W pierwszym sportowym wydarzeniu trzydziestych pierwszych Igrzysk Olimpijskich. W spotkaniu grupy E, na Estadio Nilton Santos, czyli Stadionie Olimpijskim w Rio de Janeiro, Szwedki pokonały 1:0 piłkarki z Republiki Południowej Afryki. Zwycięską bramkę w 75. minucie strzeliła Nilla Fischer. W drugim meczu tej grupy, Brazylijki odniosły efektowną wygraną nad Chinkami. Gospodynie strzeliły trzy gole. Trafieniami popisały się Monica, Andressa Alves i Cristiane.
Natomiast w pierwszym meczu grupy F Kanadyjki wygrały z Australijkami 2:0. Już po 20 sekundach wynik meczu otworzyła Janine Beckie. Od 19. minuty Kanadyjki grały w osłabieniu, ale to nie przeszkodziło im by strzelić drugą bramkę. Na 10. minut przed końcem regulaminowego czasu gry, na 2:0 podwyższyła Christine Sinclai. Jednak na czele tabeli grupy F znajdują się Niemki. Reprezentantki naszych zachodnich sąsiadów rozgromiły Zimbabwe aż 6:1. Podopieczne Sylvii Neid rozwiązały worek z golami w 22. minucie. Wtedy po rzucie rożnym bramkę zdobyła Sara Dabritz. 14. minut później skutecznym uderzeniem głową popisała się gwiazda Niemieckiej drużyny Alexandra Popp. o zmianie stron przez chwilę wydawało się, że reprezentantki Zimbabwe mogą powalczyć przynajmniej o punkt, gdy kontaktową bramkę zdobyła Kudakwashe Basopo. Niemki pozbawiły jednak przeciwniczki nadziei już trzy minuty później. Melanie Behringer świetnie uderzyła z rzutu wolnego i było 3:1. Kolejne gole strzeliły Behringer, Melanie Leupolz, a w ostatniej minucie piłkę do własnej bramki skierowała Eunice Chibanda ustalając wynik spotkania na 6:1.
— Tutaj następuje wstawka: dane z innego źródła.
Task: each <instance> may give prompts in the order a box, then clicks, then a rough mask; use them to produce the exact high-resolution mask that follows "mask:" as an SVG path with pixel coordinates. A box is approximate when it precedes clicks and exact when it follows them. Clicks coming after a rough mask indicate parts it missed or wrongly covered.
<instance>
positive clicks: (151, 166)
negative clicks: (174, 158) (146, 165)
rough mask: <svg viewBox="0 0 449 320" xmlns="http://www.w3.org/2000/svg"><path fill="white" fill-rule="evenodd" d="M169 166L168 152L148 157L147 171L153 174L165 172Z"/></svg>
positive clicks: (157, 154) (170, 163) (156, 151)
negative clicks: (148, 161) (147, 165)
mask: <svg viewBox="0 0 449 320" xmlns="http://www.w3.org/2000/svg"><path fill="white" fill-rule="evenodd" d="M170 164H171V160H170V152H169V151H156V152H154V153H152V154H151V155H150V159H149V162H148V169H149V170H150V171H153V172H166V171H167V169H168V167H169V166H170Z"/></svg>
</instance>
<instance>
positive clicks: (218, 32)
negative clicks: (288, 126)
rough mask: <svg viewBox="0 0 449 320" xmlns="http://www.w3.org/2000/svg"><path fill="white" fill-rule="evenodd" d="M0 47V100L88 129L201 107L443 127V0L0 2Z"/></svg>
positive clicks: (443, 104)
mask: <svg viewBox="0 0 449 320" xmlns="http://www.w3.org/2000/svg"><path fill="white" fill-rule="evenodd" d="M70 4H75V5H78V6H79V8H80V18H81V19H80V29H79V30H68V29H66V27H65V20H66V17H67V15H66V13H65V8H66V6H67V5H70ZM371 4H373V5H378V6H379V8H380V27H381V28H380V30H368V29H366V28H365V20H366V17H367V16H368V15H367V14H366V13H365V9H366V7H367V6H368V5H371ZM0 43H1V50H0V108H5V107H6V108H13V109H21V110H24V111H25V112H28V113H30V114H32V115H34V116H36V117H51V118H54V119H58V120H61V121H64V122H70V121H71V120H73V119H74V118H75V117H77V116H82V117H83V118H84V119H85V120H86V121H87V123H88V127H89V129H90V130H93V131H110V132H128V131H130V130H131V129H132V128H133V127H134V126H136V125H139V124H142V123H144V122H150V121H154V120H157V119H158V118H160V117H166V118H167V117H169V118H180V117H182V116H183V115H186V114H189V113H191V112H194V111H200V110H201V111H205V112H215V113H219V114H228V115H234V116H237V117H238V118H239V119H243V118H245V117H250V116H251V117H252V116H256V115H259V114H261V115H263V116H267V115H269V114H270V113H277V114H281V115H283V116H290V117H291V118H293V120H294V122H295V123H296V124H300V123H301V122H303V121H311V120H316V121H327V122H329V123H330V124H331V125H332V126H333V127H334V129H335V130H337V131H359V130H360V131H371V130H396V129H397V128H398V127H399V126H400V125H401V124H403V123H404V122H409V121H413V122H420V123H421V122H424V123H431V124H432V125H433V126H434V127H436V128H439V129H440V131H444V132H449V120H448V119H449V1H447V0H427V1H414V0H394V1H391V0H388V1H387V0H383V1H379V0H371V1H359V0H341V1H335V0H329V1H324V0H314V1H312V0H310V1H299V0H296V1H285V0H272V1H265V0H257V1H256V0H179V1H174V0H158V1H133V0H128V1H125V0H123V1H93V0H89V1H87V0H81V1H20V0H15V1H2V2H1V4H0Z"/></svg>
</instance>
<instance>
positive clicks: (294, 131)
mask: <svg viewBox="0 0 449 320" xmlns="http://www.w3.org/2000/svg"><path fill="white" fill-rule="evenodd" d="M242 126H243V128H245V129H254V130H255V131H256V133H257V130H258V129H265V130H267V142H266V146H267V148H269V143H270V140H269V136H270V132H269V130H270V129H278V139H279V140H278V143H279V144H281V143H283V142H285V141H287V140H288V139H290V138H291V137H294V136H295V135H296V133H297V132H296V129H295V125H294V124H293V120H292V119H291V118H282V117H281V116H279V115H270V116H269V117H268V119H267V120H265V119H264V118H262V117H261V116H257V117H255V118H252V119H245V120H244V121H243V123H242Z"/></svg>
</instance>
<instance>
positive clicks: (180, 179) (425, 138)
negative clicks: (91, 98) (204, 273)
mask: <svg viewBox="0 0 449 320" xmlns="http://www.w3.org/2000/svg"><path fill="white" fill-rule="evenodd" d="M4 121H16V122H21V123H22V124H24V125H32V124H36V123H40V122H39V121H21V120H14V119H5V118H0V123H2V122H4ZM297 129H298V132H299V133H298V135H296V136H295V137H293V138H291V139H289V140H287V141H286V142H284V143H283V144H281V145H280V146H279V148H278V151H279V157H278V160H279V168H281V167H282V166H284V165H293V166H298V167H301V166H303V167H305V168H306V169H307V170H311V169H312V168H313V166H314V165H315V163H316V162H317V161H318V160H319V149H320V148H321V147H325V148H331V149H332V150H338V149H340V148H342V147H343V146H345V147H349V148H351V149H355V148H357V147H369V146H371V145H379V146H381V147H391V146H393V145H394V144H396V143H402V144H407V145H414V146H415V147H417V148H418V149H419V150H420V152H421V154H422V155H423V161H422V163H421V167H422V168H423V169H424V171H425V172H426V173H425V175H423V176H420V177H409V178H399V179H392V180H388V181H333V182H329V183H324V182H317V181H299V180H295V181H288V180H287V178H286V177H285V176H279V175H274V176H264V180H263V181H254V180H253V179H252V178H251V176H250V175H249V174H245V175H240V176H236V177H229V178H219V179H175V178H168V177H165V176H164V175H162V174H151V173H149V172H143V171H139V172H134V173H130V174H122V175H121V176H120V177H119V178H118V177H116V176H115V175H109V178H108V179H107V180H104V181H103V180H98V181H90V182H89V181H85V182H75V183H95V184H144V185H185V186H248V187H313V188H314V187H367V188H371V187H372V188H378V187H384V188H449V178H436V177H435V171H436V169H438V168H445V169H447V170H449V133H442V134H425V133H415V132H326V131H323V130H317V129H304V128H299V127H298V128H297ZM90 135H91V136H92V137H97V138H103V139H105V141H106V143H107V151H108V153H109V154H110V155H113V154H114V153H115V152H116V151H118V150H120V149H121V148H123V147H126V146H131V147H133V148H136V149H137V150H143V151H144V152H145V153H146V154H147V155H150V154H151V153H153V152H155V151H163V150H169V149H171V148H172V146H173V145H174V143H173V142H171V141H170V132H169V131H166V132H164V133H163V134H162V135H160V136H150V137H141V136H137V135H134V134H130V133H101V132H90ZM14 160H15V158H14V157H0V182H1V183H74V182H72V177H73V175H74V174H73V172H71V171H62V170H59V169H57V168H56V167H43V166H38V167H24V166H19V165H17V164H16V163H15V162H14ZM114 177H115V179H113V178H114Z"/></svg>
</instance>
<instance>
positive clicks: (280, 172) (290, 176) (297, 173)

Z kolei w Belo Horizonte faworytki turnieju Amerykanki bez większych problemów rozprawiły się z Nowo Zelandkami, aplikując im dwie bramki. Na początku spotkania reprezentantki Stanów Zjednoczonych wyszły na prowadzenie po strzale głową Carli Lloyd, a krótko po przerwie Alex Morgan płaskim strzałem w krótki róg podwyższyła na 2:0.
Drugie najwyższe zwycięstwo w pierwszym dniu rozgrywek uzyskały Francuzki, które strzeliły cztery bramki w starciu Kolumbijkami. Już w 2. minucie drużyna z Europy prowadziła 1:0. Niefortunnie interweniowała Carolina Arias, która skierowała piłkę do własnej siatki. Potem Francuzki dołożyły kolejne bramki po kapitalnie egzekwowanych rzutach wolnych.
Dziś rozgrywki zainaugurują piłkarze, a oficjalne rozpoczęcie Olimpiady nastąpi w nocy z piątku na sobotę, o godzinie pierwszej czasu polskiego, gdy zacznie się Ceremonia Otwarcia.